De très nombreux regroupements citoyens des quatre coins du Québec convergeront à Montréal le 22 avril, Jour de la Terre, pour une marche familiale historique portant sur le thème de la gestion des ressources naturelles et énergétiques. Plusieurs artistes et personnalités ont lancé cette invitation et ont signé une déclaration commune qu'on peut lire et signer à notre tour sur le site 22avril.com.

Le comité Mine de rien invite la population de la MRC des Sources et de Richmond à se joindre à la marche et organise le transport en autobus. « L'objectif est de rappeler au gouvernement que la population est insatisfaite de sa gestion des dossiers miniers et gaziers, et que les propositions contenues dans le projet de loi 14 sont insuffisantes. Nous serons nombreux dans les rues pour exiger que ce type de projet s'effectue dans le respect de l'environnement et des populations et que les Québécois aient leur juste part des retombées économiques, ce qui est loin d'être le cas actuellement », explique Joël Nadeau, co-porte-parole du comité citoyen.

Le message auquel tout le monde se rallie et qui sera mis de l'avant prône le développement intelligent et durable de nos ressources. « Nous ne serons pas là pour demander que cesse le développement minier : nous ajoutons notre voix pour demander que l'utilisation de nos richesses naturelles se fasse au profit de tout le monde et dans l’intérêt des générations à venir. C’est un événement qui rassemblent ceux et celles qui luttent contre les inégalités sociales, économiques et environnementales sur la planète », précise Benoit Bourassa, maire de Saint-Camille, qui sera du voyage avec sa famille.

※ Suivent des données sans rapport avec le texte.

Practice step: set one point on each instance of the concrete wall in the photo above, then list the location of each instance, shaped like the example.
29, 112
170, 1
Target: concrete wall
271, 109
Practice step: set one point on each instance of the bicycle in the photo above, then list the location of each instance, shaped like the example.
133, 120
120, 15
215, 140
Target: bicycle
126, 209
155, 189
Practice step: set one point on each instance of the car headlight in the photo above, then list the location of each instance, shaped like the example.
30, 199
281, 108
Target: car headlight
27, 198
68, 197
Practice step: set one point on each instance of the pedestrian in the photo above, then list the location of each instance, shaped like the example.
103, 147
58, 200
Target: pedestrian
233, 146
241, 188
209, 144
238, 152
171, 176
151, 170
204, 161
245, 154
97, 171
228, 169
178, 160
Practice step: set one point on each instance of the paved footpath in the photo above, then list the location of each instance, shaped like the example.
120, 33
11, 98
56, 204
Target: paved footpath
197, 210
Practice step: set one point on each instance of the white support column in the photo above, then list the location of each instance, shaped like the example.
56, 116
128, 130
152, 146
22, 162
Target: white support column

Rappelons que le projet d'exploration aurifère ciblant la MRC des Sources fait toujours partie des plans de la compagnie Bowmore. Le comité Mine de rien continue quant à lui d'être actif dans le débat de la refonte de la Loi sur les mines et cherche à alimenter une concertation à l'échelle régionale. « Avec plus du tiers du territoire estrien qui est claimé, c'est un enjeu socioéconomique majeur pour la région. Il importe de développer une vision et une stratégie communes en Estrie, et nous constatons qu'il y a une forte volonté à cet égard auprès des élus et des différents organismes concernés », indique Nicolas Soumis, co-porte-parole du comité Mine de rien.